Grâce à cette base solide, les productions scandinaves ont continué leur diversification pour s’attaquer à d’autres sortes de récits dramatiques, notamment historiques et comiques. La série danoise Rita est un exemple, tout comme Skam en Norvège qui est ensuite réadaptée à toutes les sauces dans d’autres pays.
Une réaction timorée à l'arrivée de Netflix
C’est dans ce contexte qu’a lieu un grand séisme dans le milieu: Netflix. Face à ce phénomène, les pays scandinaves peuvent compter sur leur expérience en coproductions internationales et en effet, cela contribue à rendre encore plus visible les créations nordiques. Le Danemark, la Suède et la Norvège inaugurent leurs séries locales spécifiquement dédiées à Netflix à la fin des années 2010 avec respectivement The Rain, Quicksand et Ragnarök.
Mais sur Netflix, la Scandinavie ne fait pourtant pas figure de précurseur. D’autres pays non-anglo-saxons s’y prennent même parfois plus tôt: l’Espagne (Elite et Les demoiselles du téléphone), la France (Marseille), l’Italie (Suburra), le Japon (Hibana), l’Argentine (Edha)… Comme l’explique au quotidien chilien "La Tercera" Tess Sophie Skadegård Thorsen, chercheuse spécialisée dans le cinéma danois, l’arrivée de Netflix, Amazon & Co. est un véritable défi pour la Scandinavie. «L'ère du streaming a continué à diffuser des séries danoises à travers le monde, mais elle est aussi souvent considérée comme une menace pour l’écosystème danois. Étant donné que de nombreuses plates-formes plus importantes ne garantissent pas l'embauche locale ou les contributions aux économies locales de l'industrie, des négociations ont eu lieu sur la manière de gérer ces puissantes plates-formes externes», explique-t-elle.

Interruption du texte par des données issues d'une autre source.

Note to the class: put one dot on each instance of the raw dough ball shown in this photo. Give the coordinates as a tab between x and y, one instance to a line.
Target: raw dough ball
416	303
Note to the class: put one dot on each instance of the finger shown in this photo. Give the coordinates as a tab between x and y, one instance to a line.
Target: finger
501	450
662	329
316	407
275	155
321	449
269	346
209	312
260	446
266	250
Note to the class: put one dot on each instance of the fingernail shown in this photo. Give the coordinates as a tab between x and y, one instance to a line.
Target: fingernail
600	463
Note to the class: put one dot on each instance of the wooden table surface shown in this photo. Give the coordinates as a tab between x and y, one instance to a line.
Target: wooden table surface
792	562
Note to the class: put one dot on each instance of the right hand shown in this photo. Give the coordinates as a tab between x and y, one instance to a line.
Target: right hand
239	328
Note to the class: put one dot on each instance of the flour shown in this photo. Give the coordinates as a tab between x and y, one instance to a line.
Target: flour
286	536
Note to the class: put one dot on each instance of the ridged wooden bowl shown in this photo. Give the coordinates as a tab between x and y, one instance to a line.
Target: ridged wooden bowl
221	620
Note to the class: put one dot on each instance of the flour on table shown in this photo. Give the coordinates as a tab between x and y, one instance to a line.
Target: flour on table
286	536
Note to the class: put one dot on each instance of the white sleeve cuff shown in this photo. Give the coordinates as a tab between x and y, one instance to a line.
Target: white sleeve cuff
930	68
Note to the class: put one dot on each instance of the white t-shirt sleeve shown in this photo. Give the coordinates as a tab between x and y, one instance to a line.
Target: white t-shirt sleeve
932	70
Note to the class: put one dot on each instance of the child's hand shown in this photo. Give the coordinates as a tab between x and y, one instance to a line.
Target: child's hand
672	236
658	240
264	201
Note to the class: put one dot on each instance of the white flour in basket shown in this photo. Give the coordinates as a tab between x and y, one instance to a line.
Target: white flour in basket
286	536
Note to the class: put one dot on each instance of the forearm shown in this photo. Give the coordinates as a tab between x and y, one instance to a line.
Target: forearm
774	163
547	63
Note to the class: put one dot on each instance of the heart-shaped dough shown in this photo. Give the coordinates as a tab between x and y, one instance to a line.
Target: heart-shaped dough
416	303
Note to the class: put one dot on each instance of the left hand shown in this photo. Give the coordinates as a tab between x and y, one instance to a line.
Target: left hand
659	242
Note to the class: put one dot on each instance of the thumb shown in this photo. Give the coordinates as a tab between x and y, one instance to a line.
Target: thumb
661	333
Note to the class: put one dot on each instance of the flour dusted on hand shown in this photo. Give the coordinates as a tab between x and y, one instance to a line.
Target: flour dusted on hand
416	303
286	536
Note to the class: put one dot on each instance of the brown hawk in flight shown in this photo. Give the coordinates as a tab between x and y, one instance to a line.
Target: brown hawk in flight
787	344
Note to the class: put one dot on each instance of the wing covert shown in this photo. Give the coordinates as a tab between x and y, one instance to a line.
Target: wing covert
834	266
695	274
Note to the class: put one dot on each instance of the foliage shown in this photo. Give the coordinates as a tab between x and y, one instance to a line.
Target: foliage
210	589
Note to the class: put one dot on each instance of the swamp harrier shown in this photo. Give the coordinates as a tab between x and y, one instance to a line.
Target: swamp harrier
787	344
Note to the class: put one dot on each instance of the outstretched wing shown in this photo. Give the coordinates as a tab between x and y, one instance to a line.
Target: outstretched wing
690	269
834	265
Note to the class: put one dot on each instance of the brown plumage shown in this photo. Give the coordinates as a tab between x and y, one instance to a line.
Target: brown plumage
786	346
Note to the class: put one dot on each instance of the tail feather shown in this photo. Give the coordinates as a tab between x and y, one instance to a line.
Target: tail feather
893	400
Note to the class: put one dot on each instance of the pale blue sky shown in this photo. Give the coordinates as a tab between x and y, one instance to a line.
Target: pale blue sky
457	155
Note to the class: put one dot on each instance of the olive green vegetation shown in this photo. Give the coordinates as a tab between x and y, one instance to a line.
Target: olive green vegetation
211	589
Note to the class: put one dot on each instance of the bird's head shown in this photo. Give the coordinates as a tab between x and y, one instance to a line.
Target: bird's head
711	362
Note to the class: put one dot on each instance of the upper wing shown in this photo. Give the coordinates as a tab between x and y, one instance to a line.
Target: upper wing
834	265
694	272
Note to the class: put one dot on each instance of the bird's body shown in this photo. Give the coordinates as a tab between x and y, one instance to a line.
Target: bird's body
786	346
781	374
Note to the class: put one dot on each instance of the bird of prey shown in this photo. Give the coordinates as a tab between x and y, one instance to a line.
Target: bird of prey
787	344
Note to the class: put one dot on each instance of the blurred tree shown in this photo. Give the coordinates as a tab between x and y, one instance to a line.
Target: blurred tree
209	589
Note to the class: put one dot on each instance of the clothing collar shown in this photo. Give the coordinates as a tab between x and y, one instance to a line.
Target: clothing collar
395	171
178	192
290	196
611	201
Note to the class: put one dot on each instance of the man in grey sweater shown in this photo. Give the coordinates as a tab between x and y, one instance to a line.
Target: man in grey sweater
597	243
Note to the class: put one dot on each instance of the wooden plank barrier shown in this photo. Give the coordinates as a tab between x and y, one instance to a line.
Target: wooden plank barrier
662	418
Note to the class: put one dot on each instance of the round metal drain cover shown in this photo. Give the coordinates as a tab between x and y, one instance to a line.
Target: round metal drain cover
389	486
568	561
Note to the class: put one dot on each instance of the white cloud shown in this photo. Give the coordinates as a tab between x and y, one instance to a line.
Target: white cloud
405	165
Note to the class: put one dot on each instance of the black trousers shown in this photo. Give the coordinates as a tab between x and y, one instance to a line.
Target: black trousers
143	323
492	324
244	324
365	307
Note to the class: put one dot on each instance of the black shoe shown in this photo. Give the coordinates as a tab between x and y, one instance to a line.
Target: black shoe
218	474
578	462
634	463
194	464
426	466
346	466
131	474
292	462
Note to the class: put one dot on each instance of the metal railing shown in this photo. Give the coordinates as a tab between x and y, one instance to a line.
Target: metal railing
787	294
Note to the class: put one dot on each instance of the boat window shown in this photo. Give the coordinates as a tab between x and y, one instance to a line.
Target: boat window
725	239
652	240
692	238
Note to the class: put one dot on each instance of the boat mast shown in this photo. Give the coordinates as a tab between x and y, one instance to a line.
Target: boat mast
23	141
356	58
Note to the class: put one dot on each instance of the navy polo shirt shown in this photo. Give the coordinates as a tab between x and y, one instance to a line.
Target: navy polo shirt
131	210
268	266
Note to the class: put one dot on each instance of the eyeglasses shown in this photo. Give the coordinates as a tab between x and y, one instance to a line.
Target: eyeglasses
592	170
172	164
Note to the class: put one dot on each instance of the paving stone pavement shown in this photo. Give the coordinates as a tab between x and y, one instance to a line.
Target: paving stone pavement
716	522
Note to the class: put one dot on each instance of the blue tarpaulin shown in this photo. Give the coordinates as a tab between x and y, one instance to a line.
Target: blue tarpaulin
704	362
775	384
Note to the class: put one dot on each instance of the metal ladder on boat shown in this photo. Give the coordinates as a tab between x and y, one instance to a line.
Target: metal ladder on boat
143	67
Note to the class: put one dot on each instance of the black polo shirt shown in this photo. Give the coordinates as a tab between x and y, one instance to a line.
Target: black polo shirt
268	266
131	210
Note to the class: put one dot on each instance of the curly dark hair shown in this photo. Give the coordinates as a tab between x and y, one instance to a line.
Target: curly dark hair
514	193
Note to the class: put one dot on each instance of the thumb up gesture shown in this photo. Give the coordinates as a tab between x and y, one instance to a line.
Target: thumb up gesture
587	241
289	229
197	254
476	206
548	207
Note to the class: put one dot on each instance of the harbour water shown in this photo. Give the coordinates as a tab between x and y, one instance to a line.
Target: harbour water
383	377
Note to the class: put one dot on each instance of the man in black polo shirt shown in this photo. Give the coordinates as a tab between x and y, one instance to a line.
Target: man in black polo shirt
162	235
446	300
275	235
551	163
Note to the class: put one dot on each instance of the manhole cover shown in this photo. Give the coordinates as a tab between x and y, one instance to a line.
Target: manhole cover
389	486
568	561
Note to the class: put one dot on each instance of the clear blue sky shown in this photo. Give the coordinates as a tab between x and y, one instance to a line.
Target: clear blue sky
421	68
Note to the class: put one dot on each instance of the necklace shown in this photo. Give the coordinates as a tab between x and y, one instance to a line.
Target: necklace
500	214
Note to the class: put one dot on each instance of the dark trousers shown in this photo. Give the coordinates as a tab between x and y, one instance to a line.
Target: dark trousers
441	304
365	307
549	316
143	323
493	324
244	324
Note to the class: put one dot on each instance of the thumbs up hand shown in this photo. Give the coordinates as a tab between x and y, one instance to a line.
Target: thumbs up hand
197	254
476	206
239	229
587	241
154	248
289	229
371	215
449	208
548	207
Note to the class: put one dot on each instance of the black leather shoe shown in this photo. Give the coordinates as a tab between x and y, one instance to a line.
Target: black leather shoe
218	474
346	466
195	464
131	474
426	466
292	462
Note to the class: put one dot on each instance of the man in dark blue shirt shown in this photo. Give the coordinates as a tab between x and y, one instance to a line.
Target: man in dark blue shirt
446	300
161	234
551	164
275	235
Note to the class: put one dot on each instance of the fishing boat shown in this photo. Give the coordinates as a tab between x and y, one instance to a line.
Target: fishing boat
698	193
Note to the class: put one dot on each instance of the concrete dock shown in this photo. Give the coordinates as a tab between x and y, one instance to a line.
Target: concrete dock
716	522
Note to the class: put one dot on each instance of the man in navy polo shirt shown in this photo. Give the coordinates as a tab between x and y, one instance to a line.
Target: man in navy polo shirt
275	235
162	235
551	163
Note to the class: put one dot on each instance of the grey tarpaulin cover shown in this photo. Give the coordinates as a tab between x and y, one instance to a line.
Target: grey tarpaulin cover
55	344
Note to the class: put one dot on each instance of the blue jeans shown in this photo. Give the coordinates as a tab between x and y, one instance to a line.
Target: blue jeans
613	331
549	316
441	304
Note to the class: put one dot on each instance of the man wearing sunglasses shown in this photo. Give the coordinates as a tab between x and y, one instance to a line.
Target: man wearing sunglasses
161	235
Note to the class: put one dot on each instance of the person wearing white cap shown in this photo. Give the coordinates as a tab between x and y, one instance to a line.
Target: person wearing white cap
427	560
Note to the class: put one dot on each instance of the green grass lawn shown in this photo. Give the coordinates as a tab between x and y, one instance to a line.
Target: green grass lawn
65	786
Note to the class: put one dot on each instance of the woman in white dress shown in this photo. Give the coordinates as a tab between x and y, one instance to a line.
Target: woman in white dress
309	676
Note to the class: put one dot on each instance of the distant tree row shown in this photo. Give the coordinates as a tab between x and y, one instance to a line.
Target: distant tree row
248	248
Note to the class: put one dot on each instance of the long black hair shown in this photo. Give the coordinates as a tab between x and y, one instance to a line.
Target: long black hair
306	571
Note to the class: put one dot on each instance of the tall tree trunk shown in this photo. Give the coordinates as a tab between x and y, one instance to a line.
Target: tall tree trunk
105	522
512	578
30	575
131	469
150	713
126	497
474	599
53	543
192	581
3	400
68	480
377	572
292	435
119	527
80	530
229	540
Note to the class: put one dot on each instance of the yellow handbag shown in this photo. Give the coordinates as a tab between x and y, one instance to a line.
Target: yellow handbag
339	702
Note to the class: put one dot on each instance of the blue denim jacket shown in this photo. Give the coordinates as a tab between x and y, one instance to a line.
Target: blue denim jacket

CanneSeries: la consécration
Malgré cette épreuve, le succès des séries scandinaves reste vivace. Comme le note l’AFP, le noir nordique est encore populaire, en témoigne par exemple la sortie de Young Wallander sur Netflix et l’intérêt de la BBC pour la série danoise The Investigation.
À Cannes aussi ce genre continue à faire des émules, comme avec Cryptid qui suscite un «vif intérêt». Les autres styles dramatiques y sont aussi représentés, dont celui historique avec Atlantic Crossing. Les productions scandinaves comptent faire parler d’elles encore longtemps et ce dans tous les registres, même s’il va falloir gérer habillement la transition à marché forcée imposée par le streaming.